Arse Poetica

by Leena Joshi

My mother and father are apoetic so I think all of these words
must have manifested inside me like a bacterial spread. The first time I heard
Our Father Who Art In Heaven I thought, my father does not Art in Heaven,
unless you count starting up computer software companies as creative. Also
he’s alive and also, screw heaven. Art in Heaven won’t mean anything
because surely, we can’t carry over contention.

On afterlife, as long as we’re pretending, I’ll say hell I believe in.
Late at night when I think about what I’m doing with my self
and my bacterial word infection and I have friends with jobs
at some big company – which I would like to take the time now to say
I’m smart enough and could do that too and better, probably –
all I feel in the dark is a chattering of grins and teeth, and I try to laugh
back at them, like a homeless insolvent would laugh at me.
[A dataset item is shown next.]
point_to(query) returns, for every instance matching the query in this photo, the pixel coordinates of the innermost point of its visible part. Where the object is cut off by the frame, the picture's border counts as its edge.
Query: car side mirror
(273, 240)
Isn’t poetry just like peeing on everything so our smell hangs around later,
acrid and deeply felt? Right here I’d rather scupper the thoughts and turn over,
saying fuck the poem, there never was a poem here, just some lost sounds
that jump you like the fall before stage one sleep. I’ve felt bad about pretending
not to have my sanity, like that one time I dressed as a punk for Halloween
and a wall-leaner yelled that’s just my life, man as I passed him on the street.

Let me keep bringing my best until all that’s left behind is the worst,
just the fats and sugars to distill into this verse. I will praise platitudes.
Life is sweet. It oscillates from young light to opaque weight and in the mix,
we are still gifted burning glances and kitchen mornings and deep sleep.
More or less, there is a fear of death, which begets a fear of being forgotten,
which is why we do anything, unless it’s for sex. I wish someone would believe me
when I say I don’t do anything for sex – just for credibility.


Leena Joshi completed the University of Washington’s undergraduate Creative Writing program, where she was a recipient of the Joan Grayston Prize in poetry. Her work has been featured before in the Red Cedar Review. An Oregon native currently living in Seattle, Washington, she likes the rain but for all she knows, it could be because it’s all she knows.